Azerbaijan, Baku, 1 July /Trend , A.Badalova /
Both Nabucco West and Trans Adriatic Pipeline (TAP) projects are needed in the medium term, EU Energy Commissioner Guenther Oettinger said in his article dedicated to the decision of the consortium of Azerbaijani Shah Deniz field development on transportation route to Europe.
The article was released by the European Union Delegation to Azerbaijan on Monday.
Last week the Shah Deniz Consortium officially announced the selection of TAP as the route to transport its gas to Europe. Another pipeline vying for Azerbaijani gas transportation to Europe was Nabucco West.
In his article "Shah Deniz Decision: More gas for Europe", Oettinger said that this Consortium's decision was an historical one, as it signals that substantial volumes of gas will come to Europe from a Caspian country. "For Europe it means 10 billion cubic meters of natural gas a year starting before 2020," Oettinger stressed.
Commissioner also noted that Azerbaijan is a door opener in the process of the gas supply diversification for the EU, which includes diversification of routes, sources and counterparties.
"But there are further major sources in the Southern Gas Corridor, linking the EU to Turkey, the Eastern Mediterranean, Iraq, Azerbaijan and other countries," Oettinger said.
In his article Oettinger also mentioned the Trans Anatolian gas pipeline (TANAP), which will initially bring gas from the second stage of Shah Deniz field development, and eventually from other fields in Azerbaijan, to the European market.
"What we see today is just the beginning. A decision to have TAP built first and to bring more gas later means that the route to Austria - currently Nabucco West - is still on the table. The question is not either one or the other, in the medium term both are needed. This is certain: we will need more gas in 2020, and Caspian gas is a good response to this need," Oettinger said in the article.
More importantly than the choice between TAP and Nabucco is the opening of the Southern Corridor, Oettinger said.
"With an effective and functioning internal energy market, with the necessary infrastructure and reverse flows in place, once the gas enters the EU, it can be transported anywhere in Europe. Interconnections, championed by the European Commission, will secure the ability of gas to reach Member States who have just one or only few suppliers, such as Romania, Bulgaria and Hungary", he added.

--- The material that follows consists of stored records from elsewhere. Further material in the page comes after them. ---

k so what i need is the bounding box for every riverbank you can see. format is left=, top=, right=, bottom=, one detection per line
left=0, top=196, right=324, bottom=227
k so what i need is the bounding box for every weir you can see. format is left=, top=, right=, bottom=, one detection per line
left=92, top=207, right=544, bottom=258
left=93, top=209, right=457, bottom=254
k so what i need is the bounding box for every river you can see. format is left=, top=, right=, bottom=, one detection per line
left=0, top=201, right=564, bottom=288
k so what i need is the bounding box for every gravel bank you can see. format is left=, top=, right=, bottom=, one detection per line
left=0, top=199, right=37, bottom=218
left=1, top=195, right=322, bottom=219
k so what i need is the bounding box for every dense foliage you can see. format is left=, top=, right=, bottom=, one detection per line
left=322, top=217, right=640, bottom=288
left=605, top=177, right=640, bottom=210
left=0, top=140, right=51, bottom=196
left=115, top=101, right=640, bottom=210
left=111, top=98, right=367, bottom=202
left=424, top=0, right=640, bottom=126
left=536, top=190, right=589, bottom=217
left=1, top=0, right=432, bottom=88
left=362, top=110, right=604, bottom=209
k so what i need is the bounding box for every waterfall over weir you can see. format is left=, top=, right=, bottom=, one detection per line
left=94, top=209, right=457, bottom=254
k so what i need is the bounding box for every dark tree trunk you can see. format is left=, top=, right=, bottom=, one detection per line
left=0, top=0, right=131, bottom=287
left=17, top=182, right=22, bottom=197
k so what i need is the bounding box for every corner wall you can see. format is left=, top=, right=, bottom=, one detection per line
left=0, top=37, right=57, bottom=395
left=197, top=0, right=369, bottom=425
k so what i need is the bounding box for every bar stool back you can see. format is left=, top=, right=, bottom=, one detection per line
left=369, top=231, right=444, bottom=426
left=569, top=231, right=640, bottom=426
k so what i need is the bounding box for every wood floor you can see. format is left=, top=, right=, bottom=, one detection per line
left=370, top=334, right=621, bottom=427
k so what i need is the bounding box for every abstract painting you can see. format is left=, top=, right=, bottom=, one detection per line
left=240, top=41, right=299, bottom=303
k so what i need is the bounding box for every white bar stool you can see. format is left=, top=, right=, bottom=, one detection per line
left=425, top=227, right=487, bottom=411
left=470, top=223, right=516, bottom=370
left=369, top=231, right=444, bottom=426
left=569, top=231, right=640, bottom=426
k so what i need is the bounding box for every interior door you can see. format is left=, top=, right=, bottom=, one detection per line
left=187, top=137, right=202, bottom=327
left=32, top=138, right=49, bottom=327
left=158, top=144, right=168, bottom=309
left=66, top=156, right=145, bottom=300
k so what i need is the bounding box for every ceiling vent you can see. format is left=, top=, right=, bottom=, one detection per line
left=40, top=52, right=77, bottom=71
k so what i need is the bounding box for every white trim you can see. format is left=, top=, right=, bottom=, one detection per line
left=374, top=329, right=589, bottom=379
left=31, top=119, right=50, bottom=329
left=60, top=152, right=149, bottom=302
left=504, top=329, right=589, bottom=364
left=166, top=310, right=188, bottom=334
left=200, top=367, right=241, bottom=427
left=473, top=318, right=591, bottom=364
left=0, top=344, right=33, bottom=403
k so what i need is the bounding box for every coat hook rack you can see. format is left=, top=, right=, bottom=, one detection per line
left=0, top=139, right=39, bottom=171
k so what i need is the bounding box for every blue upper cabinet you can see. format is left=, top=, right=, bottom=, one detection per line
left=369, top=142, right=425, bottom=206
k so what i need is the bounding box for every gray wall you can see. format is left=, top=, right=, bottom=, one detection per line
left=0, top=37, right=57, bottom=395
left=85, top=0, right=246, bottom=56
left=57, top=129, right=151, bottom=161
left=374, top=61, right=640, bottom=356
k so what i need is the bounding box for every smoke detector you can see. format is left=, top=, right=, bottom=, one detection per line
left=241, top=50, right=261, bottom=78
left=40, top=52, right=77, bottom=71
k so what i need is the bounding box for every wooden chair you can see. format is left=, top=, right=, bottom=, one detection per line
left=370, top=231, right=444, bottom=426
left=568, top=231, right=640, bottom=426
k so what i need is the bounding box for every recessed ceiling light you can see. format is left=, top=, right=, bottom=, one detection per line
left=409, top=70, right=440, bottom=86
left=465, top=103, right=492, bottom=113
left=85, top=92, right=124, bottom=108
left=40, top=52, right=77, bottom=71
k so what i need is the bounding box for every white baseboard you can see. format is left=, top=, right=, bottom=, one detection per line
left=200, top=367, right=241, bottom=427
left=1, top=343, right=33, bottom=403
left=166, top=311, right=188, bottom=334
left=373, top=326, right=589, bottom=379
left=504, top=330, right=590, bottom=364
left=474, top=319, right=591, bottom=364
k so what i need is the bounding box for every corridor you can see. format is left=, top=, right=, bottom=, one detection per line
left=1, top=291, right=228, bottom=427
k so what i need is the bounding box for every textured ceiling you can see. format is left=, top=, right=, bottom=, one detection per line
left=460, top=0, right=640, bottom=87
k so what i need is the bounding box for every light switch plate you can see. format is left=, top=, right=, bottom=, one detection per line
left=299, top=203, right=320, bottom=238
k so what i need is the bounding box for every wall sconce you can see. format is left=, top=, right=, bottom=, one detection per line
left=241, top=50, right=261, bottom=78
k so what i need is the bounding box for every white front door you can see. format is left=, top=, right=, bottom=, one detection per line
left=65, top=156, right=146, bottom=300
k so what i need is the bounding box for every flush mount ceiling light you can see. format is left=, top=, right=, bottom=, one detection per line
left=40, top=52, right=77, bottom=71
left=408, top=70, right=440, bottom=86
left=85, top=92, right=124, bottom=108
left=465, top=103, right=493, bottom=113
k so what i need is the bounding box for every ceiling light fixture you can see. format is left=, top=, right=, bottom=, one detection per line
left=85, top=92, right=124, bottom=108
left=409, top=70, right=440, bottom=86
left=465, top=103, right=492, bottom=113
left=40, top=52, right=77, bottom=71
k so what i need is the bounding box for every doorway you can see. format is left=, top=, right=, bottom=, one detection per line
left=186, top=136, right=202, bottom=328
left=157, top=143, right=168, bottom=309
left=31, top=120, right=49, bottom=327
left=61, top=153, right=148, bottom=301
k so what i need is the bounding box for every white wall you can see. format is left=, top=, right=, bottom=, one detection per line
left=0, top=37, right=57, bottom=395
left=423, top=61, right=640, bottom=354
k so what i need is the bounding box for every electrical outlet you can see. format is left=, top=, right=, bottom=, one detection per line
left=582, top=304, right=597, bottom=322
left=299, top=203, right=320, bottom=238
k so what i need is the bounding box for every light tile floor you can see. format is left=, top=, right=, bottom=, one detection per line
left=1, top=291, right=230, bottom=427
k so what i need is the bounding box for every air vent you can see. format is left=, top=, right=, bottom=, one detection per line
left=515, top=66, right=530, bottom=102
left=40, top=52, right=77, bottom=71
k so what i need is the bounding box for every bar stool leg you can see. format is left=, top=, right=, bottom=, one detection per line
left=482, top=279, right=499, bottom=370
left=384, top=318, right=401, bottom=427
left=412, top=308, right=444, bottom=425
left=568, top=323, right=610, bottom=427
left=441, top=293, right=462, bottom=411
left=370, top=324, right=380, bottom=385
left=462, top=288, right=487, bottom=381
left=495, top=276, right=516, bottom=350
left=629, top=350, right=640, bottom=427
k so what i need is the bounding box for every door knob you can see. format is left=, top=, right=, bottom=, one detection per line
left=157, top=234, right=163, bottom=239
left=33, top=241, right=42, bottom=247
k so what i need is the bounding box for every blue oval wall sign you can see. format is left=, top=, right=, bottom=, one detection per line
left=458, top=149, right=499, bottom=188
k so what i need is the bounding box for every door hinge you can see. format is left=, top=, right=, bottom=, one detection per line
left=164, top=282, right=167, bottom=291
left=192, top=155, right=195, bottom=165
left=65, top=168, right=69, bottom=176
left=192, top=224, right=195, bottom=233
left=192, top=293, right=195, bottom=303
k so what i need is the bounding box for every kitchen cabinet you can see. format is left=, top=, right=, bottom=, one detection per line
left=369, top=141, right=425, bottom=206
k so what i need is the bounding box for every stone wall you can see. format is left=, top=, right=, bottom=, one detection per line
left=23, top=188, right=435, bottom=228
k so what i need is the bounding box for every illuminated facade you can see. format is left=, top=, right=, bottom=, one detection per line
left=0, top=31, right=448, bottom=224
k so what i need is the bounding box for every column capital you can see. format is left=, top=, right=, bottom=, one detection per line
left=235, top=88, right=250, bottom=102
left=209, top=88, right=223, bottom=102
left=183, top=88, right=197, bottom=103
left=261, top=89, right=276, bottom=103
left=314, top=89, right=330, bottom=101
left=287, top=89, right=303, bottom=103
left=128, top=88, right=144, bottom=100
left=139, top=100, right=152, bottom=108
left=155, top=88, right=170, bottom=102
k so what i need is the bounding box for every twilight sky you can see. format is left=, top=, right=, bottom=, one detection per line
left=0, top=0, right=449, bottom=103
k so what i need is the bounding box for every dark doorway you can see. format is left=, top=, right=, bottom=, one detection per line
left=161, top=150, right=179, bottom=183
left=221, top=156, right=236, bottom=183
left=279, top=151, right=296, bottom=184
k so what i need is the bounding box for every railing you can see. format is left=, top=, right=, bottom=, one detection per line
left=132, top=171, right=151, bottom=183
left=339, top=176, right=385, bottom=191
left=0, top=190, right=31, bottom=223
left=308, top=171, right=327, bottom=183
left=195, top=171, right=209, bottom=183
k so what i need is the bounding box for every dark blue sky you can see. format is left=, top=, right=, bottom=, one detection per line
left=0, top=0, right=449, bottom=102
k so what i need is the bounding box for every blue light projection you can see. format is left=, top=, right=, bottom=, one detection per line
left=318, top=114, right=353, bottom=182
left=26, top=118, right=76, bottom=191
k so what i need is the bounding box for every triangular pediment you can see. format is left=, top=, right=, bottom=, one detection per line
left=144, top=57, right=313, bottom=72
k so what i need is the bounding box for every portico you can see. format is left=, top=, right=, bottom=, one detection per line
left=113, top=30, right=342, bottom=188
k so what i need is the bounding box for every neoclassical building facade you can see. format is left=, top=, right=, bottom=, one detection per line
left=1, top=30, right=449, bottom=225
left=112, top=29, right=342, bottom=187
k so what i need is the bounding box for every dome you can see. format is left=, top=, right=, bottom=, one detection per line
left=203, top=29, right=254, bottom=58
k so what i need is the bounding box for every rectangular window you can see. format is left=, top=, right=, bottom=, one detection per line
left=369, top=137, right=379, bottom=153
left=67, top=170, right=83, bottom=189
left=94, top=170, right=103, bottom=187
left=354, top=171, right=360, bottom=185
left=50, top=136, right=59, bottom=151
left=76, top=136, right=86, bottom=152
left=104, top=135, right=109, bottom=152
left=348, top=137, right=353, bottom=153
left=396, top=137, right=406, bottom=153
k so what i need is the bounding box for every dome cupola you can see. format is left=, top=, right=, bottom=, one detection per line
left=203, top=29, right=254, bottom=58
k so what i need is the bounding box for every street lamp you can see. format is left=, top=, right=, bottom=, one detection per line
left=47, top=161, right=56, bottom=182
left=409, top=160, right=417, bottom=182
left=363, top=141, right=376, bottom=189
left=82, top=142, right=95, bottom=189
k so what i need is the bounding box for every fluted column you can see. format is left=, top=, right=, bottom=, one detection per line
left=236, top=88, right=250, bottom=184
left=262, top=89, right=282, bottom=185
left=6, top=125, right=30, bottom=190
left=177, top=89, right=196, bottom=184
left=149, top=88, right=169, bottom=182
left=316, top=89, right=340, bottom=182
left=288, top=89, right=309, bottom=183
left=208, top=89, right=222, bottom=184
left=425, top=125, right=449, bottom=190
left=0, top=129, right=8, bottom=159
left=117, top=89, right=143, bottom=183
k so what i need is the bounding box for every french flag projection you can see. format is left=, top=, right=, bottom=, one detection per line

According to Oettinger, the Commission is also working with Serbia and Bulgaria to build a connection between these two, and Romania is now connected to Hungary and Bulgaria. "The North-South initiative, spearheaded by the Commission, has put in place many small interconnectors that create a web of interconnection in South East and Central Europe. But more is still needed, to bring competitive prices to Southern Europe," Oettinger stressed.
The TAP project is designed to transport gas from the Caspian region via Greece and Albania and across the Adriatic Sea to the south of Italy and further to Western Europe. Gas which will be produced during the second stage of Shah Deniz field development is considered as the main source for the project.
The TAP route will be approximately 870 kilometers in length (Greece 550 km; Albania 210 km; offshore Adriatic Sea 15km; Italy 5 km). TAP's initial pipeline capacity will be 10 billion cubic meters per year, but it will be easily expandable to 20 billion cubic meters per year. TAP's shareholders are AXPO of Switzerland (42.5 percent), Norway's Statoil (42.5 percent) and E.ON Ruhrgas of Germany (15 percent).
The construction of TAP is expected to start in 2015.